Hallelujah for books indeed.

Maira Kalman knows what’s up.

Tough Guys: Philip Marlow Edition

I love fictional detectives. They are so tough and clever. Of all the tough and clever detectives out there, Philip Marlow is the toughest and the cleverest. I mean, check out this description:

“I need a man good-looking enough to pick up a dame who has a sense of class, but he’s got to be tough enough to swap punches with a power shovel. I need a guy who can act like a bar lizard and backchat like Fred Allen, only better, and get hit on the head with a beer truck and think some cutie in the leg-line topped him with a breadstick”

“It’s a cinch,” I said. “You need the New York Yankees, Robert Donat, and the Yacht Club Boys.”

“You might do,” Anna said. (From Trouble is My Business)

Wowza! I mean, what a dreamboat!

I fell in love with Raymond Chandler’s detective when I was in high school. When I was in college I would use the above description as a stand in for what I was looking for in a man. And I named my couldn’t-be-killed houseplant Marlow in the great Shamus’s honor.

I was actually disappointed when I finally saw The Big Sleep because I didn’t think Humphrey Bogart was handsome enough to play the part! I mean, Humphrey Bogart can’t swamp punches with a power shovel.

In addition to being a dreamboat, Philip Marlow is also pretty great at solving mysteries, recovering stolen property, and finding lost dames.

If you have never read Raymond Chandler before, I recommend starting with the short story collection, Trouble is My Business. Then you have to read The Big Sleep, because it’s the famous one and it’s really good. And then, now that you are fully in love with both Philip Marlow and Raymond Chandler, you read The Long Goodbye which is a perfect detective novel.

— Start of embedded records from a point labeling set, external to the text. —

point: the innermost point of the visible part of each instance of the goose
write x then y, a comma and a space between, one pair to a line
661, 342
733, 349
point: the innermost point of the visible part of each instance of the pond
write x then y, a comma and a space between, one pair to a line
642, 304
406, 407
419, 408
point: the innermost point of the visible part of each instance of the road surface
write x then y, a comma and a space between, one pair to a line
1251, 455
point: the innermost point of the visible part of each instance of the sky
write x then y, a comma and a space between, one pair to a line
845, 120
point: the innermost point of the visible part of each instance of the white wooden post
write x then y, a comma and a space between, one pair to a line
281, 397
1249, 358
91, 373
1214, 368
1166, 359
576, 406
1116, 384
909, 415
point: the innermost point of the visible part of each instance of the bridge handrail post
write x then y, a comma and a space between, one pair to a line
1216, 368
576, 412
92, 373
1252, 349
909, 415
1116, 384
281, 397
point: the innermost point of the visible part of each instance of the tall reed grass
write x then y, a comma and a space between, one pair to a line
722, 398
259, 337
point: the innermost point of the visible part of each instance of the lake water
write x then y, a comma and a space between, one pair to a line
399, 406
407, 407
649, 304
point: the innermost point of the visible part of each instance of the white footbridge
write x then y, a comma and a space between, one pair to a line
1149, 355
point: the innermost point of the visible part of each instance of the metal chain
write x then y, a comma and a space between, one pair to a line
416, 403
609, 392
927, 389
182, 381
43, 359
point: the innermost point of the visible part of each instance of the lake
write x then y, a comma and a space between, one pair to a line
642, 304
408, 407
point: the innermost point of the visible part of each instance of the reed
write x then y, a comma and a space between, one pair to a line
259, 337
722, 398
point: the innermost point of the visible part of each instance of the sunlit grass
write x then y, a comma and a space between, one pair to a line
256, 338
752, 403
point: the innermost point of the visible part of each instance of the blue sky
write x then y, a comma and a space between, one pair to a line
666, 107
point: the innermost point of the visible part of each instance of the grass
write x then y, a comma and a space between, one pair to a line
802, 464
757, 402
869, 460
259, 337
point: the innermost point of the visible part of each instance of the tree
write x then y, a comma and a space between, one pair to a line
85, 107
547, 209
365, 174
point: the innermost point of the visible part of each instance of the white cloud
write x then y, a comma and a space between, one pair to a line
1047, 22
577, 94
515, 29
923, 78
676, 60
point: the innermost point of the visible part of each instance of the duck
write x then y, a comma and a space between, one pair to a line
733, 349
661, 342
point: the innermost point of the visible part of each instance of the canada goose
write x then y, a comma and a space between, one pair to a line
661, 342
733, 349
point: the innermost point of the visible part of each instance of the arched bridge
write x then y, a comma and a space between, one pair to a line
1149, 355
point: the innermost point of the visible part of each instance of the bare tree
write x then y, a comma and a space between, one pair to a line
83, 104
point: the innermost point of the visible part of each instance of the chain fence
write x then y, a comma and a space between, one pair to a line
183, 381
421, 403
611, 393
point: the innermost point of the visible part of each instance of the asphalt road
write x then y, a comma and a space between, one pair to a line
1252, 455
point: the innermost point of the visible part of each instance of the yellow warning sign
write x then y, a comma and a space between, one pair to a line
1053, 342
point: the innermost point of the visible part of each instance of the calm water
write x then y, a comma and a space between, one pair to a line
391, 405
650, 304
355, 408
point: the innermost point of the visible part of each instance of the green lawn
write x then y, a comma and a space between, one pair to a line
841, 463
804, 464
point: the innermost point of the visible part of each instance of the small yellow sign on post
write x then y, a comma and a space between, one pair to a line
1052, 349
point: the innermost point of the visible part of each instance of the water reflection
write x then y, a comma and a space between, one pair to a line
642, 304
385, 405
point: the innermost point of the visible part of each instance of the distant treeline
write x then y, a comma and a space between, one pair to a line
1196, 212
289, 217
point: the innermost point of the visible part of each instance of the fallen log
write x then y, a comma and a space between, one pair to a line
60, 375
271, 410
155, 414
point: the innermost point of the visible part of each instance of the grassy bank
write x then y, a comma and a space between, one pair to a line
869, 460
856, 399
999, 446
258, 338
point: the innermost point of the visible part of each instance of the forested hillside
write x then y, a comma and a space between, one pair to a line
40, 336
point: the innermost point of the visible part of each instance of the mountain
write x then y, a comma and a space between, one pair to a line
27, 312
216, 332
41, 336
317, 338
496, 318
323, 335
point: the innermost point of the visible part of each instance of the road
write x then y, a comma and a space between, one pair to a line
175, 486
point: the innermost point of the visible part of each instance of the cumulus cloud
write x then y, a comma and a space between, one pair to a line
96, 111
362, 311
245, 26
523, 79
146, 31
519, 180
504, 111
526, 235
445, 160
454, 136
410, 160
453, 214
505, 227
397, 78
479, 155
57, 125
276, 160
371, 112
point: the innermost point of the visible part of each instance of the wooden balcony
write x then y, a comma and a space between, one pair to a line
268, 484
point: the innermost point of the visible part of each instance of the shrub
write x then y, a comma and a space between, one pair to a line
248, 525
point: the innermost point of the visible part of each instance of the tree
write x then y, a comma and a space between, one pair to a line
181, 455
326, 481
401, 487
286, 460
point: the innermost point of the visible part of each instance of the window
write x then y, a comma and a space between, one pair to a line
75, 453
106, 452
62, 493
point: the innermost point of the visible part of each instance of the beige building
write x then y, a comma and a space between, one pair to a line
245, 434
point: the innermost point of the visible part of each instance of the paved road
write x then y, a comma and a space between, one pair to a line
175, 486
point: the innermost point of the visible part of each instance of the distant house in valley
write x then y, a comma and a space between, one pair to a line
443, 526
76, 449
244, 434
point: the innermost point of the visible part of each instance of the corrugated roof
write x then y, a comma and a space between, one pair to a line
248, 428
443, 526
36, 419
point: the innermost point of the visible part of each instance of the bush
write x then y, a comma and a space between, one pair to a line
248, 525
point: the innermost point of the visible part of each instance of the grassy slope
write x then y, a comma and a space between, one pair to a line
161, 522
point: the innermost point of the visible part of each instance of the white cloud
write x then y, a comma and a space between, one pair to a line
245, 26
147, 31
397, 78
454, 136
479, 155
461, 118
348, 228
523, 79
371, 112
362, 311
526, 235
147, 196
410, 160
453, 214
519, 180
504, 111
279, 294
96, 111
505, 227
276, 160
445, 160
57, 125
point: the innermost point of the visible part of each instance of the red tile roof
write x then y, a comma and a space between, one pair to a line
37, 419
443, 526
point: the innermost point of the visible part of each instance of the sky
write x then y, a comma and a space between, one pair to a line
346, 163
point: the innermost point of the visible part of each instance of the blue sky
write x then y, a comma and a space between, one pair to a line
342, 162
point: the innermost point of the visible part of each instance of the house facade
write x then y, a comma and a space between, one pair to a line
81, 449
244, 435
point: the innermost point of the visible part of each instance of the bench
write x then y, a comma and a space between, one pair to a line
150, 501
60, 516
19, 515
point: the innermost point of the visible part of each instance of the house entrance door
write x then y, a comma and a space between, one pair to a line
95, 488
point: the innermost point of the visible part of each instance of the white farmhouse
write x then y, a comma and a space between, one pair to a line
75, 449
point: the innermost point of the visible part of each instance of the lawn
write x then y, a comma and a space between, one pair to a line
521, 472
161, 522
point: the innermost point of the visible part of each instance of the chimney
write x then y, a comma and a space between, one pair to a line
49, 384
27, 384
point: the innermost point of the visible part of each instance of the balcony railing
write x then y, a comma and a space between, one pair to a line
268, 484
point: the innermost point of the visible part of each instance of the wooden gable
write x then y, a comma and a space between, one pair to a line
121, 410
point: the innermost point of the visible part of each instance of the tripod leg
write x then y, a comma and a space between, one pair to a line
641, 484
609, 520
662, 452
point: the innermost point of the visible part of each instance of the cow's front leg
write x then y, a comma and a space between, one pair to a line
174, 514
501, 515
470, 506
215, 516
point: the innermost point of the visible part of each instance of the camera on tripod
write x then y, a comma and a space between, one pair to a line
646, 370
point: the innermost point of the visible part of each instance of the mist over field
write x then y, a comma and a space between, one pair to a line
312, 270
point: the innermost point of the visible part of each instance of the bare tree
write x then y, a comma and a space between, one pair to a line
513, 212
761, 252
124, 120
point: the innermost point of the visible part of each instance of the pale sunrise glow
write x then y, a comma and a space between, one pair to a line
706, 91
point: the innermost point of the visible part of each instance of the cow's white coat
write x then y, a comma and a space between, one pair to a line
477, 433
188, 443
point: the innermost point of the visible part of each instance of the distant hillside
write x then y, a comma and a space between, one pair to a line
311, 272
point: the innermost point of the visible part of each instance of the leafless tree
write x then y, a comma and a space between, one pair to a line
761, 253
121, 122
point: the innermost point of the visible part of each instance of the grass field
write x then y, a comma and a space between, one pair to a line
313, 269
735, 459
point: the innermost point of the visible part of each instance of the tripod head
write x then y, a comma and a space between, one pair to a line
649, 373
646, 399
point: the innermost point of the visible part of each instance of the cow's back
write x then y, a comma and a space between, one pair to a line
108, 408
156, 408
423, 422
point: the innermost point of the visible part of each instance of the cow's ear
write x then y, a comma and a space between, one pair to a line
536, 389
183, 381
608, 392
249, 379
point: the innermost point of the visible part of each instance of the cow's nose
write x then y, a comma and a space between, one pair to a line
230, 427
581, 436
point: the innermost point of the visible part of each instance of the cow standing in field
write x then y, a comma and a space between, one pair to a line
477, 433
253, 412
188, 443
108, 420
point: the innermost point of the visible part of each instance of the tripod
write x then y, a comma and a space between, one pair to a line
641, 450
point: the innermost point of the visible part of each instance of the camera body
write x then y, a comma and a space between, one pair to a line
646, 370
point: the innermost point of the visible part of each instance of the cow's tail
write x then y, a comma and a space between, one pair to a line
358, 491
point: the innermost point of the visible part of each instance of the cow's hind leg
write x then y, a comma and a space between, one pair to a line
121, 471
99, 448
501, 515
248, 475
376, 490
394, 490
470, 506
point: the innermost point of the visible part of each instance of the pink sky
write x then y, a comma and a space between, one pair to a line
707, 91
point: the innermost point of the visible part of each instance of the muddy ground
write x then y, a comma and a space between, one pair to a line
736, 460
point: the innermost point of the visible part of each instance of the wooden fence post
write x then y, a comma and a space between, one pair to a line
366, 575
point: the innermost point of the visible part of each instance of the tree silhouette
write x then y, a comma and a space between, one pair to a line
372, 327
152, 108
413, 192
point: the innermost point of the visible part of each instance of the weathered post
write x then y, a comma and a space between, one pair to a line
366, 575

Best Binge of 2012, or why an e-reader is pretty great

I got a kindle last Christmas. It was a surprise gift. I didn’t ask for one, and I was not completely sold on e-readers anyway. I liked books! Real books! With pretty covers and that distinct, un-reproduceable smell (I’ve smelled those “old book” perfumes, and they do not smell like books). But, I gave it a go, and I have to say, I read more in 2012 because of my kindle.

The kindle allowed me to indulge in big reading binges in a way buying books from my local indie bookseller, or even the library could not. I could tear through a series in a weekend or even a day (The Hunger Games), I could read an entire author’s backlist in a month (Laura Lippman, hurry up and write something new!), and I could read the hot-book everyone was talking about and I wanted desperately but my local shop was sold out and the library wait list was too long and I had to read it RIGHT NOW (Wild, by Cheryl Strayed). So, all in all, I found e-reading to be pretty great.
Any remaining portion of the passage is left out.